Understanding the Judicial System

The United States Judicial System

The federal government and every state government has a judicial system. The judicial system, also known as the judiciary, is embodied in the judicial branch of state and federal governments.

In criminal cases, the judiciary decides whether the executive branch of government can prove the criminal charges it brings beyond a reasonable doubt. If the executive branch meets that standard, the judicial branch chooses an appropriate punishment from the range of punishments authorized by the legislative branch of government.

The judiciary also resolves civil disputes. Most civil disputes involve a private party bringing a lawsuit against another private party, although some lawsuits are brought by or are filed against the government.

Some disputes are resolved by administrative courts that are part of the executive branch of government. Most administrative cases involve the enforcement of regulations that are created by administrative agencies. The judiciary generally has limited authority to review decisions made by administrative courts.

Federal Courts

Federal District Courts are trial courts where federal criminal charges are filed. Some civil cases can also be filed in these courts. The two types of lawsuits that are allowed in federal court include:

  1. Cases that raise a “federal question,” meaning the lawsuit is authorized by a federal statute or the federal Constitution; and
  2. Cases in which the parties reside in different states and the lawsuit seeks at least $75,000 in damages.

When a lawsuit is filed in state court that could have been filed in federal court, the defendant is usually allowed to “remove” the case to federal court. Many defendants do so because they think that federal courts are more favorable to defendants than state courts.

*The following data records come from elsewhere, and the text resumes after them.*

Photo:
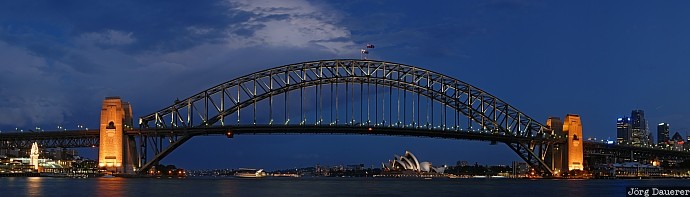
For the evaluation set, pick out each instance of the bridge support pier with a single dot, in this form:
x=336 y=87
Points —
x=115 y=149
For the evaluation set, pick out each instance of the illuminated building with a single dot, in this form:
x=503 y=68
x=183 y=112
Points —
x=115 y=116
x=572 y=126
x=557 y=153
x=677 y=141
x=638 y=127
x=623 y=132
x=662 y=133
x=34 y=156
x=409 y=162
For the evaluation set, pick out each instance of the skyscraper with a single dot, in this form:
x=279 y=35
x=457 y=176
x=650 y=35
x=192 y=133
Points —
x=640 y=135
x=662 y=133
x=623 y=132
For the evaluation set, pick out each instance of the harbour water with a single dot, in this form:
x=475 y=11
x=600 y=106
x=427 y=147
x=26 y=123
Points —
x=46 y=186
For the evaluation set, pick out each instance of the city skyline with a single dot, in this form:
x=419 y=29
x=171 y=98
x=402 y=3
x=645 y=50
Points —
x=545 y=58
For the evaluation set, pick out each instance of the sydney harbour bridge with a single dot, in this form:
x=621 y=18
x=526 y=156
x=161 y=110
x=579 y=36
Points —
x=364 y=97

Federal trials in most civil cases can be decided by a jury. The jury in a federal civil trial must return a unanimous verdict. Federal judges can decide how many people will sit on the jury, although there must always be at least 6 jurors but not more than 12.

The final decision of a Federal District Court, whether made by a judge or jury, can be appealed to a Federal Court of Appeals. Each District Court is assigned to one of twelve circuits. And each of those circuits has a Court of Appeals that hears appeals from decisions of District Courts within that circuit.

State Courts

Depending on the state, the names given to state trial courts can vary. Common names include circuit courts, district courts, superior courts, and county courts. Some trial courts, such as juvenile and family courts, may only hear specific types of cases. Other courts might hear a wider variety of civil cases as well as criminal cases.

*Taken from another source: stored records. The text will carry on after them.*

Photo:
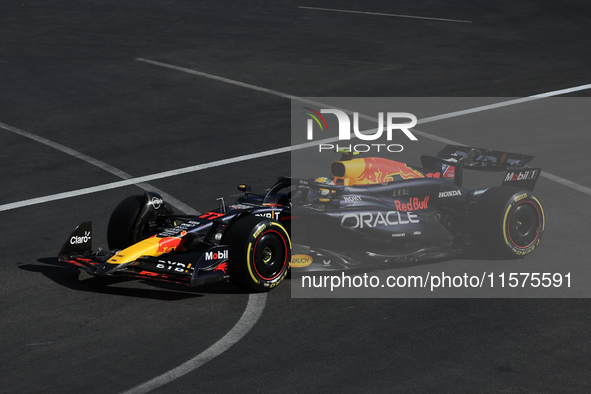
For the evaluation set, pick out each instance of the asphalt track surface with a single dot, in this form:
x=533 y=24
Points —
x=69 y=72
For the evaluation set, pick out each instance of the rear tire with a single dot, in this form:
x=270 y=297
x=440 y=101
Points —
x=259 y=253
x=123 y=218
x=507 y=222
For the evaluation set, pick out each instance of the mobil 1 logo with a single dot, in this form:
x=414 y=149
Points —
x=525 y=178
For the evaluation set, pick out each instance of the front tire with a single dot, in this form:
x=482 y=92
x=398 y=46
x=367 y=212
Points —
x=122 y=221
x=507 y=222
x=259 y=253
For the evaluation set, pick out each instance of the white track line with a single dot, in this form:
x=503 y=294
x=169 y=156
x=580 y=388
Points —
x=253 y=311
x=383 y=14
x=97 y=163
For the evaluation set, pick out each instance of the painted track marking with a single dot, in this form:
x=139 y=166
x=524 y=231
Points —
x=97 y=163
x=253 y=311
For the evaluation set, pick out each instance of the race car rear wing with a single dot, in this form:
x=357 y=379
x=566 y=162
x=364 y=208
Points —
x=455 y=158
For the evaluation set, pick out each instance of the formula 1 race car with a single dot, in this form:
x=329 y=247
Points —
x=371 y=211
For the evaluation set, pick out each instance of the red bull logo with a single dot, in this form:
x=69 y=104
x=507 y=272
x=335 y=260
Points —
x=380 y=170
x=169 y=244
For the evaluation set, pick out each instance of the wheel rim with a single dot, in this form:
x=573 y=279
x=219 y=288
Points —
x=524 y=225
x=269 y=255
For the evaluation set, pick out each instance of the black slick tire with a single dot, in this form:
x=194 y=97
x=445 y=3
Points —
x=123 y=218
x=259 y=253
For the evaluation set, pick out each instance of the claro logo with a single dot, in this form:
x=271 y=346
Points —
x=300 y=260
x=76 y=240
x=391 y=124
x=370 y=220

In civil cases, each state makes its own rules about the number of jurors that must decide the case and whether the jury must be unanimous. When a state does not require a jury to return a unanimous verdict, it usually allows a case to be decided by agreement of 3/4 or 5/6 of the jurors.

In criminal cases, most states require a unanimous verdict by a 12-person jury. Some states allow for smaller juries or criminal verdicts that are not unanimous; however, at some point the constitutional right to a jury in criminal cases is infringed when juries are too small or when small juries are allowed to return a verdict that is not unanimous.

States also have their own system of appellate courts. Some states have only one appellate court (typically called the state supreme court). Many states have created intermediate appellate courts (typically known as courts of appeal).

The losing party in a state trial court usually has the right to appeal. That appeal is taken to an intermediate appellate court if one exists, otherwise, it is taken to the state supreme court. The losing party on an appeal to the court of appeals can ask the state supreme court to review the court of appeals’ decision, but the supreme court usually has discretion to pick and choose the appeals it wants to hear.

Small Claims Court

Every state has a small claims court that hears civil cases of relatively small value (ranging from $2,500 to $15,000, depending on the state). These courts usually only hear specific cases such as evictions.

Small claims cases are usually decided by a judge, magistrate, or court commissioner, not by a jury. Procedures are simplified so that people can handle cases without needing the expertise of a lawyer.

U.S. Supreme Court

You might hear someone every once in a while threaten to take a case “all the way to the Supreme Court.” However, this rarely happens. The Supreme Court can consider cases that were decided by a Federal Court of Appeals. It can also hear cases decided by the highest state court, but only if the case raises federal issues.

For the most part, the Supreme Court has discretion to pick the cases it hears. In most years, the Supreme Court only agrees to decide about 2% of the cases it is asked to review.